About Jeanne Strining

By Jane Eggleston

Jeanne Strining, a Rochester native who earned her bachelor’s degree at Tufts and her master’s at Wheelock College, returned to the Rochester area. In pursuing her vocation as a teacher, she was discouraged by the standard formulaic approach to teaching writing that led to dull results. But after taking a course in the writing workshop method, things changed. She found it exciting and it not only inspired her students but herself to write.

In 2020, Strining joined RIT’s Osher Lifelong Leaning Institute (Osher at RIT) and has found it a great opportunity to make new friends from varying backgrounds, to take interesting courses and to participate in the walking, travel and photography groups at Osher.

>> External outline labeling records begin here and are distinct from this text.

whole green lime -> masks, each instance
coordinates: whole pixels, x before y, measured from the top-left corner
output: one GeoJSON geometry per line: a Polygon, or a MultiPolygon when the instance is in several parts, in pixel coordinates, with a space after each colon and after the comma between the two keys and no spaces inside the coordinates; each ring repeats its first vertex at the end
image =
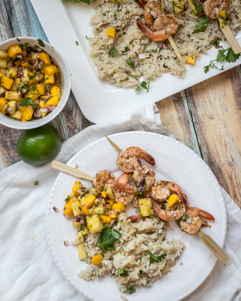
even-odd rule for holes
{"type": "Polygon", "coordinates": [[[61,143],[58,130],[45,124],[37,129],[24,131],[17,141],[17,151],[25,163],[42,165],[56,155],[61,143]]]}

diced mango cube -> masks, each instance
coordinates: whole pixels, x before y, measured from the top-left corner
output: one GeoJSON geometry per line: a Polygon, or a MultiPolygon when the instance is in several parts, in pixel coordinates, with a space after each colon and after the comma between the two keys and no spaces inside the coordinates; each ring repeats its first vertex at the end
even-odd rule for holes
{"type": "Polygon", "coordinates": [[[223,19],[226,19],[226,12],[224,9],[223,11],[219,12],[219,15],[222,17],[223,19]]]}
{"type": "Polygon", "coordinates": [[[168,198],[167,201],[168,206],[171,207],[173,205],[175,204],[179,200],[179,197],[175,193],[173,193],[172,194],[171,194],[168,198]]]}
{"type": "Polygon", "coordinates": [[[49,56],[47,53],[45,53],[44,52],[39,52],[39,57],[38,58],[43,62],[45,66],[51,65],[49,56]]]}
{"type": "Polygon", "coordinates": [[[0,85],[6,89],[10,89],[13,83],[13,79],[8,78],[4,73],[0,72],[0,85]]]}
{"type": "Polygon", "coordinates": [[[8,49],[7,51],[8,56],[10,57],[12,57],[18,53],[22,53],[22,49],[17,44],[15,45],[12,45],[8,49]]]}
{"type": "Polygon", "coordinates": [[[58,71],[58,69],[55,65],[51,64],[43,68],[44,73],[46,75],[52,75],[58,71]]]}
{"type": "Polygon", "coordinates": [[[192,64],[192,65],[195,65],[195,54],[193,55],[190,55],[187,58],[187,62],[189,63],[189,64],[192,64]]]}
{"type": "Polygon", "coordinates": [[[94,265],[99,265],[101,262],[101,259],[103,256],[101,254],[96,255],[92,257],[91,260],[91,263],[94,265]]]}
{"type": "Polygon", "coordinates": [[[115,28],[108,28],[106,31],[106,34],[111,39],[115,39],[115,28]]]}

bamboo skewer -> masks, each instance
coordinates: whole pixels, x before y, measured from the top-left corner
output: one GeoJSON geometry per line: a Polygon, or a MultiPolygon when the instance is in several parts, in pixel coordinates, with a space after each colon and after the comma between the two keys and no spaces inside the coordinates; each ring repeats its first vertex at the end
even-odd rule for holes
{"type": "MultiPolygon", "coordinates": [[[[108,138],[106,135],[105,135],[105,136],[109,140],[111,145],[117,150],[119,153],[121,153],[122,151],[120,147],[108,138]]],[[[211,251],[214,256],[216,257],[224,265],[227,265],[230,261],[230,257],[220,248],[211,237],[207,234],[205,234],[201,230],[199,230],[198,234],[202,242],[204,244],[208,249],[211,251]]]]}
{"type": "Polygon", "coordinates": [[[90,175],[87,175],[81,170],[79,170],[76,168],[71,167],[70,166],[67,165],[66,164],[61,163],[61,162],[56,161],[56,160],[52,161],[51,165],[54,168],[58,170],[60,170],[66,173],[67,173],[69,175],[74,175],[75,177],[77,177],[77,178],[80,178],[81,179],[87,179],[87,180],[90,180],[92,181],[94,180],[94,178],[92,177],[91,177],[90,175]]]}
{"type": "Polygon", "coordinates": [[[115,143],[114,143],[113,141],[112,141],[110,139],[109,139],[106,135],[105,135],[109,140],[111,144],[114,147],[114,148],[115,148],[117,151],[118,151],[120,153],[122,152],[122,151],[120,149],[119,146],[117,145],[115,143]]]}
{"type": "Polygon", "coordinates": [[[219,246],[209,235],[199,230],[198,231],[202,242],[211,251],[223,264],[226,265],[230,261],[230,258],[228,256],[219,246]]]}
{"type": "Polygon", "coordinates": [[[181,54],[180,53],[180,51],[179,51],[178,49],[177,49],[177,47],[176,46],[176,44],[175,43],[175,42],[173,40],[173,39],[172,38],[172,37],[171,36],[168,38],[168,40],[170,42],[170,43],[172,47],[172,48],[173,48],[173,50],[175,51],[175,53],[176,53],[177,55],[177,56],[178,58],[180,60],[180,61],[182,63],[182,64],[183,65],[184,68],[185,68],[185,70],[186,71],[187,71],[186,70],[186,66],[185,66],[185,64],[184,64],[184,62],[182,58],[182,56],[181,55],[181,54]]]}
{"type": "Polygon", "coordinates": [[[241,52],[241,47],[238,43],[238,41],[233,35],[233,34],[232,32],[230,27],[227,24],[223,24],[222,23],[224,20],[221,17],[219,17],[218,18],[218,19],[219,22],[221,30],[229,43],[229,45],[234,53],[236,54],[240,53],[241,52]]]}

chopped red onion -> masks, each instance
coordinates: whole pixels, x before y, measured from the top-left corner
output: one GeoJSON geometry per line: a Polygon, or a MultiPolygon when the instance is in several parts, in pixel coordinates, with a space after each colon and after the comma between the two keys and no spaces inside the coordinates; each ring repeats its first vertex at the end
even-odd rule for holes
{"type": "Polygon", "coordinates": [[[111,275],[113,275],[113,276],[115,275],[115,269],[114,268],[112,268],[110,271],[110,273],[111,274],[111,275]]]}
{"type": "Polygon", "coordinates": [[[139,191],[144,191],[144,186],[140,186],[139,188],[138,188],[138,190],[139,191]]]}
{"type": "Polygon", "coordinates": [[[139,165],[140,165],[140,166],[142,164],[141,161],[140,160],[139,160],[138,158],[137,158],[137,159],[136,159],[136,161],[138,162],[139,165]]]}
{"type": "Polygon", "coordinates": [[[45,113],[45,112],[48,112],[48,110],[47,109],[47,108],[44,108],[43,109],[41,109],[40,110],[39,110],[39,111],[40,112],[40,113],[45,113]]]}

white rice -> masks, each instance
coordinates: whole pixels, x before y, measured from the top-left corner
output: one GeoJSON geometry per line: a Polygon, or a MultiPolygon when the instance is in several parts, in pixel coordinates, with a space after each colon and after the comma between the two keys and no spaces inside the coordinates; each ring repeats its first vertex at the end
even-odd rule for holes
{"type": "Polygon", "coordinates": [[[165,223],[156,217],[147,218],[133,224],[130,219],[127,220],[124,213],[118,216],[118,220],[117,225],[113,228],[119,231],[122,237],[114,243],[115,250],[106,252],[101,263],[98,267],[94,267],[94,269],[90,264],[91,259],[100,254],[102,250],[96,247],[99,235],[97,233],[91,235],[84,243],[88,254],[86,261],[88,265],[85,270],[82,270],[77,275],[87,280],[96,277],[101,279],[102,275],[111,275],[110,271],[113,268],[115,269],[116,273],[125,267],[128,276],[121,277],[115,274],[114,276],[115,281],[120,285],[119,290],[123,292],[127,287],[132,284],[149,286],[154,282],[154,276],[161,276],[163,273],[171,272],[170,268],[176,264],[175,259],[180,255],[184,246],[180,240],[173,238],[171,241],[168,242],[165,239],[168,223],[165,223]],[[167,256],[160,262],[151,262],[148,253],[140,264],[141,258],[147,250],[156,256],[165,252],[167,256]]]}
{"type": "MultiPolygon", "coordinates": [[[[166,11],[173,13],[172,0],[164,1],[166,11]]],[[[192,34],[194,25],[202,15],[200,13],[192,14],[186,0],[181,0],[181,3],[186,10],[175,14],[179,26],[172,37],[185,61],[188,57],[193,54],[198,59],[201,54],[207,53],[214,42],[218,39],[223,40],[224,36],[217,19],[208,24],[204,32],[192,34]]],[[[153,42],[138,29],[136,22],[139,20],[144,21],[144,10],[134,0],[123,0],[118,3],[109,2],[109,0],[97,0],[92,5],[95,9],[90,19],[94,37],[89,38],[92,47],[90,51],[101,78],[105,78],[110,84],[118,87],[136,87],[140,85],[139,80],[142,76],[145,79],[155,78],[163,72],[169,72],[184,77],[184,68],[168,40],[153,42]],[[120,30],[116,33],[114,39],[106,34],[107,29],[111,28],[120,30]],[[130,44],[133,40],[132,44],[130,44]],[[167,44],[167,48],[164,43],[167,44]],[[128,50],[124,52],[125,47],[128,50]],[[108,53],[112,48],[118,51],[118,54],[114,58],[108,53]],[[141,54],[146,54],[146,58],[143,61],[138,57],[141,54]],[[129,57],[134,59],[135,70],[126,63],[129,57]]],[[[241,28],[240,7],[240,0],[230,1],[227,23],[235,35],[241,28]]]]}

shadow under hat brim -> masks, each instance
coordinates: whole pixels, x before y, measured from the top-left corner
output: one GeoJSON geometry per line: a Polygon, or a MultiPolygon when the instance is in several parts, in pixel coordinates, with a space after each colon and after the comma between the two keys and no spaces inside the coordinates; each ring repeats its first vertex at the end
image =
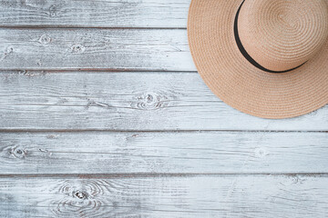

“Osher keeps me from getting into a ‘retirement rut.’ I have so many opportunities to learn new things and meet new people,” she said.

She has also found it a fantastic vehicle for pursuing her writing while teaching others.

Since the fall of 2021, she has led the course Writing Workshop in which she provides a short lesson in some aspect of writing, gives students time to write, then has them split up into small breakout groups to read their stories and receive helpful, positive feedback. She says that teaching older adults is the best because they have such interesting stories and perspectives, gleaned from a lifetime of living.